For Gerald Vizenor, haiku is an aesthetic, not a form. It hearkens after experience—a way of interacting with, perhaps disappearing into, the world.

Vizenor: "The printed words in haiku are rendered; nothing remains but dreams, oral traditions, the light around our hands, petals, the rain."

Vizenor's haiku embody multiple traditions, trace visual lines between the art of Japanese haiku and the song poems, dream songs of Anishinaabeg peoples. Following his discovery of Japanese haiku during his military service, Vizenor went on to "re-express" Anishinaabe song poems, finding similar intentions in the two poetics.

Vizenor: "There is a visual dreamscape in haiku which is similar to the sense of natural human connections to the earth found in tribal music, dream songs."

Arising partly from his experience of the oral tradition, Vizenor's haiku operate by trace and suggestion, leaving a space for the reader to enter the making of the poem, or the erasing of the poem until it becomes experience.

Vizenor: "The reader creates a dreamscape from haiku; nothing remains in print, words become dream voices, traces on the wind, twists in the snow, a perch high in the bare poplar."

Vizenor's work has always been in service of survivance—survival with resistance. This includes his haiku. Here and elsewhere, resistance often comes through humor, and the trickster aesthetic imbues Vizenor's haiku.

Vizenor: "There are four interior dancers at a haiku dreamscape . . . the street dancer in me is the trickster, the picaresque survivor in the wordwars, at common human intersections, at the supermarket, on a bus."

The imagism of Vizenor's haiku joins or becomes what might now be described as a geopoetics—his writing finds groundings in its relationships with place and seasonal cycles. The making of haiku arises from an act of attention—that listens, not only speaks.

Vizenor: "Anishinaabe woodland artists were aesthetic by natural reason—emotive romanticists, expressionists, and surrealists." And, "Haiku is a word cinema, a visual experience, earth toned."

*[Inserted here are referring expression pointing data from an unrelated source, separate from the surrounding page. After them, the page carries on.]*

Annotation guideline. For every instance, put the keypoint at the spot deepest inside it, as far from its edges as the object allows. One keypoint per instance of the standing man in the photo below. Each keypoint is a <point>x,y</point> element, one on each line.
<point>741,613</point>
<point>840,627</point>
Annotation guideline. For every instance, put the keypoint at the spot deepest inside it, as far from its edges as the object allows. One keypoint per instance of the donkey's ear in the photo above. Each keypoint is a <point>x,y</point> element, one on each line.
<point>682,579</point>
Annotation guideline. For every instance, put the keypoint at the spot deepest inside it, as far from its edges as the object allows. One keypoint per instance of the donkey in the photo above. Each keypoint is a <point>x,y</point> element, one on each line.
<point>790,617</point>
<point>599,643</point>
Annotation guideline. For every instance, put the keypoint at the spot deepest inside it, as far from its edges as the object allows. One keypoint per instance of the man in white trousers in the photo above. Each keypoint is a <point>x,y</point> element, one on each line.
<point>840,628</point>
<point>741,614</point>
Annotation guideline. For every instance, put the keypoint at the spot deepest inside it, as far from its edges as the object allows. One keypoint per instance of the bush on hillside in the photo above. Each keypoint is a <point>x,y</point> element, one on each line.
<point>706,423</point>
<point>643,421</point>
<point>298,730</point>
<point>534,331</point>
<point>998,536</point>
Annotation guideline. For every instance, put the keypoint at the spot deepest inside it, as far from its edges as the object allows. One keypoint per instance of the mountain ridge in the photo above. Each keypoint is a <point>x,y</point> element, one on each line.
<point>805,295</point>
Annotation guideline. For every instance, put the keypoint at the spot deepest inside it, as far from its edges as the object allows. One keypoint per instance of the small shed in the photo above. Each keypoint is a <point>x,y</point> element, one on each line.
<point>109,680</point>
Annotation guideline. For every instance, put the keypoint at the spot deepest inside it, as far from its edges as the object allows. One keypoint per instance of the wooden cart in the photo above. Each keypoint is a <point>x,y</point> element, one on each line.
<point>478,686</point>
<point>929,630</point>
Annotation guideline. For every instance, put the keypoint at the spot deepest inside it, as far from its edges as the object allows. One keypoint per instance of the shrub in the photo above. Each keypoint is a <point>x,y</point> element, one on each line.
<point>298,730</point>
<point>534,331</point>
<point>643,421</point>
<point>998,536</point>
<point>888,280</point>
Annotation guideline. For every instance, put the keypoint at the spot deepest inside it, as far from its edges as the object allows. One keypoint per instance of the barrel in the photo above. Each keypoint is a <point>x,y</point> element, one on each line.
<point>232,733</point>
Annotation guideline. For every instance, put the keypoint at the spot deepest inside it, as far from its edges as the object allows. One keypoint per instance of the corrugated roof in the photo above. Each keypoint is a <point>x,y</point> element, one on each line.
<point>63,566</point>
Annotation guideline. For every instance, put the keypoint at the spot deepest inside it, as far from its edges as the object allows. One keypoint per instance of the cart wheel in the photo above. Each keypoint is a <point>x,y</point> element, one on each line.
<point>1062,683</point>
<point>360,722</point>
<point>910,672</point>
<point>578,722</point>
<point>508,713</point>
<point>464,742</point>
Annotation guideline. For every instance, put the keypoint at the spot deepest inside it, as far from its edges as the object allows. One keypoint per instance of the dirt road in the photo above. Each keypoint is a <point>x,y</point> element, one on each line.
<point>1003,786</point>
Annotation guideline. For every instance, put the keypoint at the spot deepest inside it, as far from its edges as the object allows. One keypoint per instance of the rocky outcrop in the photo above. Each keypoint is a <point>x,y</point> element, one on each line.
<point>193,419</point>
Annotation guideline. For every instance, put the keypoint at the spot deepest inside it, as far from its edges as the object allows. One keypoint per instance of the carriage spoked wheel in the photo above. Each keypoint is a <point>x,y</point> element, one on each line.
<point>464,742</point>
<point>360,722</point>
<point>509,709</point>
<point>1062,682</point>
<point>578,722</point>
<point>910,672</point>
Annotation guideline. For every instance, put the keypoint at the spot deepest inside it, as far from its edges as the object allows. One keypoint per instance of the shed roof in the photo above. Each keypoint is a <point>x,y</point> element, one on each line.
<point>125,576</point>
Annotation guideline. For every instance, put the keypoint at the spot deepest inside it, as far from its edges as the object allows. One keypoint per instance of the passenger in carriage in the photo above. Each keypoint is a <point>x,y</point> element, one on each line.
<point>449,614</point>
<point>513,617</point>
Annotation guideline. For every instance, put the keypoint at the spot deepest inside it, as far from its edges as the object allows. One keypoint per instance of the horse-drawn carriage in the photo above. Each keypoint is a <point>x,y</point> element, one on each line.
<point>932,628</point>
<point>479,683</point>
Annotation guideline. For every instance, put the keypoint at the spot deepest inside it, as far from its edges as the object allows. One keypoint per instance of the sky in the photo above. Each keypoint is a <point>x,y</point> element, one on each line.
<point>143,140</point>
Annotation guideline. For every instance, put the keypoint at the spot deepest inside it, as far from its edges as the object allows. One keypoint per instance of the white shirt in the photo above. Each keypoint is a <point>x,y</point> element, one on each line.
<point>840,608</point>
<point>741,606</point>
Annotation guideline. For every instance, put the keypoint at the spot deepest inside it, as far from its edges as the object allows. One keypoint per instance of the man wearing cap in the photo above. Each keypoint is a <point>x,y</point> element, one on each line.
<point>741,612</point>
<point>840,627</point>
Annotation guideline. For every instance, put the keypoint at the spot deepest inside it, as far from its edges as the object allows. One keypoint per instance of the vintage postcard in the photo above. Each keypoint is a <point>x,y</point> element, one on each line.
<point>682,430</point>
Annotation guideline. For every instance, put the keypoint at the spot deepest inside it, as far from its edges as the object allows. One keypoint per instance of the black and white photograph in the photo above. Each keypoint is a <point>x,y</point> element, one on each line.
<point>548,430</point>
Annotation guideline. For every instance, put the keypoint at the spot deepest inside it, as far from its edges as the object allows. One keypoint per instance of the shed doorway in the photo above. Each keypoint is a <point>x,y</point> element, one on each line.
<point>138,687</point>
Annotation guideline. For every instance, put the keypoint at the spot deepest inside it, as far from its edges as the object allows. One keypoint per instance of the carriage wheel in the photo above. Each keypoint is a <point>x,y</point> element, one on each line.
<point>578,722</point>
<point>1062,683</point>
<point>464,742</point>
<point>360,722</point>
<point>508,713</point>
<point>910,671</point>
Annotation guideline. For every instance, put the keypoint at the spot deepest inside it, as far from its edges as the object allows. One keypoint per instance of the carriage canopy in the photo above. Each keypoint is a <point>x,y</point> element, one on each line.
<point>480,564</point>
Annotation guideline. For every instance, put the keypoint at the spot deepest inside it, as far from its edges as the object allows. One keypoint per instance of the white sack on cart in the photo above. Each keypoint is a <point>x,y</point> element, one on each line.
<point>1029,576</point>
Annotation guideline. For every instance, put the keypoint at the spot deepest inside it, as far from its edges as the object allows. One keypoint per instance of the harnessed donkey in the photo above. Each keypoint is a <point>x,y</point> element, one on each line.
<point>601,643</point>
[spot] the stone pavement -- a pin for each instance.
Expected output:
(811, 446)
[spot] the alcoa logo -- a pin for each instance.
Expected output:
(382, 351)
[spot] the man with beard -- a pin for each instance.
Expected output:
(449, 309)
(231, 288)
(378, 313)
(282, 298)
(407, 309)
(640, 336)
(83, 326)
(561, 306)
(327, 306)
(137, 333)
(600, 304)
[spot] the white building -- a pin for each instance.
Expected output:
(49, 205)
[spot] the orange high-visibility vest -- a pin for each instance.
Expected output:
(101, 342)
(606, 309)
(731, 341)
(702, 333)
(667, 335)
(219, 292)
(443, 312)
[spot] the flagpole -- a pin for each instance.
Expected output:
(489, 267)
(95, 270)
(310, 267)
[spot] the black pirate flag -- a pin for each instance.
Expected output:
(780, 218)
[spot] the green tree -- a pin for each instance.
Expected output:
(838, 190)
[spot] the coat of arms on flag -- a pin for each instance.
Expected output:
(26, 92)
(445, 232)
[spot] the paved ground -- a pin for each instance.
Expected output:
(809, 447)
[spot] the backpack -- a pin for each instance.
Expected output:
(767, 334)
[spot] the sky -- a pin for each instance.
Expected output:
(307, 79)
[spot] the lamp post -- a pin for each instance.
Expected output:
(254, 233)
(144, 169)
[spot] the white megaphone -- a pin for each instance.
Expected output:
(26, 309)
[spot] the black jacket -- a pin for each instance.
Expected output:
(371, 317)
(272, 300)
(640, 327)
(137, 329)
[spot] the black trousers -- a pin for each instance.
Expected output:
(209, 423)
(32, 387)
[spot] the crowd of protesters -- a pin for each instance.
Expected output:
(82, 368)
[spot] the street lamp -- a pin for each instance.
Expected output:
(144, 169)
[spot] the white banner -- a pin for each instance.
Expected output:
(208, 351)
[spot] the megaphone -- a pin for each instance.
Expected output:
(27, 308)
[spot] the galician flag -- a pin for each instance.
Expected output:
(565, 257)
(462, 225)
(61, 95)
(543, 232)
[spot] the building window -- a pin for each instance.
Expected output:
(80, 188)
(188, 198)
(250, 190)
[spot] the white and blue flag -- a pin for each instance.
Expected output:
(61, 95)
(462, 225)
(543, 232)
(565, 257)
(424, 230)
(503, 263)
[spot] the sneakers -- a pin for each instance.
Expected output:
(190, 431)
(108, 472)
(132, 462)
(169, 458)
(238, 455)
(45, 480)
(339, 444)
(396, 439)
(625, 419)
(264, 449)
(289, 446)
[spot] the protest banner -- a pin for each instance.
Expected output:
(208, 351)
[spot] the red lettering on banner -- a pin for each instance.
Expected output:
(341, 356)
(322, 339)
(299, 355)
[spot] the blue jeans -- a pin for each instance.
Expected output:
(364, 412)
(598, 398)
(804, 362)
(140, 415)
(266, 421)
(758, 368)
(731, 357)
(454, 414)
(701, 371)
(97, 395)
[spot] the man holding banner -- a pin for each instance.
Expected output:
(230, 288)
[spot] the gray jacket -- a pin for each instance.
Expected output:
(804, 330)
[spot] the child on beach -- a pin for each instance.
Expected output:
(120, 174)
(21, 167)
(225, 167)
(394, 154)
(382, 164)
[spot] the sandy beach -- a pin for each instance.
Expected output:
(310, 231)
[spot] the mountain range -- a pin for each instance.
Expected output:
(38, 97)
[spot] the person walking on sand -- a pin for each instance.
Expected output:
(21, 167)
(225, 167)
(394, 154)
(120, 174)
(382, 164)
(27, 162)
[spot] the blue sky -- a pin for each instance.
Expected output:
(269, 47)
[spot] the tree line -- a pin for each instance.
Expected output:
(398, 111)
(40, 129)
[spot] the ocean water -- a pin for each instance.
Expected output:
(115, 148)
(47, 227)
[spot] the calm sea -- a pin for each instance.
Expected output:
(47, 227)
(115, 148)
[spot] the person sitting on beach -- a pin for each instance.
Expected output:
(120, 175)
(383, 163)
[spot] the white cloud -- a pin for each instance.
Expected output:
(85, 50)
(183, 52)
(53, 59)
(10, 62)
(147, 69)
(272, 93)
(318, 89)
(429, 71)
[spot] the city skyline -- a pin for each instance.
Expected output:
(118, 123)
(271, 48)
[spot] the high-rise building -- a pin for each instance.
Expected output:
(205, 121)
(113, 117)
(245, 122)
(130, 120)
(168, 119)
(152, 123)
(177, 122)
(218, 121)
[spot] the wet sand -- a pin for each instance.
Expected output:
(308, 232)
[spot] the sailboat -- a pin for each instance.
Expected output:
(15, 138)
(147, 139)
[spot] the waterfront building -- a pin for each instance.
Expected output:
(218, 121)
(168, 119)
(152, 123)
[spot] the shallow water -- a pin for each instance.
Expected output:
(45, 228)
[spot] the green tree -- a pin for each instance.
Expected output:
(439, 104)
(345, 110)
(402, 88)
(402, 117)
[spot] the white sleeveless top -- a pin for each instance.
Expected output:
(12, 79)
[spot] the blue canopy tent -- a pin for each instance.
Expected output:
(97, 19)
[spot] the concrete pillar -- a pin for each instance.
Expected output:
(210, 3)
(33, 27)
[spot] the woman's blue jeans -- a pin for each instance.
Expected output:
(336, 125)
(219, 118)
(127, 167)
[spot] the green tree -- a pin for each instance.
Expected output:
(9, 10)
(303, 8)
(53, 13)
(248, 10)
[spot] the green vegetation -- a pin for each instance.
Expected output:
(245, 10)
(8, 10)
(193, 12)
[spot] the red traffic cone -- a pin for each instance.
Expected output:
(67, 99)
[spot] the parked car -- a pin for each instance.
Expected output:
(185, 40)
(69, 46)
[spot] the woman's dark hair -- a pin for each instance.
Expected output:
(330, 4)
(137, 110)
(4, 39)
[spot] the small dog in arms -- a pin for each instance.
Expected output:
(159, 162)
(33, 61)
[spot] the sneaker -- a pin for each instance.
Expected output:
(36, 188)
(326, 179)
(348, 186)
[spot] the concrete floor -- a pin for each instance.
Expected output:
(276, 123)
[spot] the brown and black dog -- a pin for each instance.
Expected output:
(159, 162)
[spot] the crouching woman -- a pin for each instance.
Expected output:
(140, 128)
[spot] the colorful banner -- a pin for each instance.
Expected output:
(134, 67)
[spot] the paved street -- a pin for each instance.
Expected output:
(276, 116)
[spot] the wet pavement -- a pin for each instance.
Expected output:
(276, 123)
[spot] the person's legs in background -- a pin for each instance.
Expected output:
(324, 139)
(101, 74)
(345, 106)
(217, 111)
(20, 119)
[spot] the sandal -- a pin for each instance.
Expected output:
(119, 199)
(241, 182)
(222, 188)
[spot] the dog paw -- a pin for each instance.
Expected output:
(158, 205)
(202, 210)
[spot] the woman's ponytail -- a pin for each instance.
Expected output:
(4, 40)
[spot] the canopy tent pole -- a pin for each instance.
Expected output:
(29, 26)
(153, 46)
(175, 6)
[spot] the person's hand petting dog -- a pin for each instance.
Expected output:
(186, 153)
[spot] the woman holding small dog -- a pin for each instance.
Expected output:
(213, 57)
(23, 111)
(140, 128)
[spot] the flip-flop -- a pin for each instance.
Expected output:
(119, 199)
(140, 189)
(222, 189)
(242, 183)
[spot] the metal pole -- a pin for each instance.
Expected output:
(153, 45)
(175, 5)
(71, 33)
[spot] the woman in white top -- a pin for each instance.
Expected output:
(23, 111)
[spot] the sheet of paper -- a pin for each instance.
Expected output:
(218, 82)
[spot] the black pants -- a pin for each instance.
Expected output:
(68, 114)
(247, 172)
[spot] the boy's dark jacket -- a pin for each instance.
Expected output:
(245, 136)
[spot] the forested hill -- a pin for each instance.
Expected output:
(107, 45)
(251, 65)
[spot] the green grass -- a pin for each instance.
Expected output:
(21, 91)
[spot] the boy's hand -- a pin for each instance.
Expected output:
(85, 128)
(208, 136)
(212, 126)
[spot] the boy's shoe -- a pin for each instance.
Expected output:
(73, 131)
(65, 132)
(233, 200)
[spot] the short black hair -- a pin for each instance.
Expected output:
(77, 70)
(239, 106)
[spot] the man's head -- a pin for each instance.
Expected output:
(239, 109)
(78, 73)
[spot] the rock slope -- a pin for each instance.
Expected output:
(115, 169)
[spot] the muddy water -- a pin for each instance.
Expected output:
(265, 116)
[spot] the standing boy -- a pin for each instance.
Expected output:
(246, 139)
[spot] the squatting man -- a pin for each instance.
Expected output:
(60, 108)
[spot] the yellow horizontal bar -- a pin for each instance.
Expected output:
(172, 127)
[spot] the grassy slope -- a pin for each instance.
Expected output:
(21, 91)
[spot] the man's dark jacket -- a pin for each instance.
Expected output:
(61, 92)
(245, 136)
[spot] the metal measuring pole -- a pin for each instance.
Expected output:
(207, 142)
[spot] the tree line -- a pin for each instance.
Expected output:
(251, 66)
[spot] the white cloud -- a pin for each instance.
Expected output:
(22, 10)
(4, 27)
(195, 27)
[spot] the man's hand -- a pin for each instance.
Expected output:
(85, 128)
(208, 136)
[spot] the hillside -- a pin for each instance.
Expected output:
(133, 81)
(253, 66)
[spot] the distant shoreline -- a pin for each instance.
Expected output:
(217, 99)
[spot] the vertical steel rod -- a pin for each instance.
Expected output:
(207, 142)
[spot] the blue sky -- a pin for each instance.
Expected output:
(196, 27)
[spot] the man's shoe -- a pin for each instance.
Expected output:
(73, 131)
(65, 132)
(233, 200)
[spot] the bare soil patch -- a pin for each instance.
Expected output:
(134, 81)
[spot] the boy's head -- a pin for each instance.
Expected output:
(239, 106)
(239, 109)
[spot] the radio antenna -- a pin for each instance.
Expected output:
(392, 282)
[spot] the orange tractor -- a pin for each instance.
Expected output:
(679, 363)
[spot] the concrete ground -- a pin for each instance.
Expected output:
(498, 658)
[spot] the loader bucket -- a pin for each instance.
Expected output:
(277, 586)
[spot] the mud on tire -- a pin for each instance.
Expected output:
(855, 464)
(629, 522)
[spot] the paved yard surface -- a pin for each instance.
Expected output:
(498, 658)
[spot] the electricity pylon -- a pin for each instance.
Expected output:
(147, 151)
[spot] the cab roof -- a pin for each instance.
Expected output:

The haiku of Vizenor is not static. Images suggest motion or transmotion. The haiku moves off the page and into our imagination. It leads finally away from words to presence, even to silence.

Vizenor: "The last dancer . . . practices alone, in silence, to remember the manners on the street, the gestures of the soul, and the words beneath the earth." And, "The real master of haiku is the imaginative reader who finds a dreamscape in natural harmonies beneath the words."

Among the origins and reaches of haiku experience Vizenor recognizes is the embedded reality of places that hold the stories and voices of ancestors, including our ancestor poets—for him including Basho, for me including Vizenor.

This is a haiku from Vizenor:

calm in the storm
master basho soaks his feet
water striders

And one from me written "after" that one:

feet on frozen ground
echo of master vizenor
crows in white pine

Please join me in welcoming supreme haikuist, Gerald Vizenor.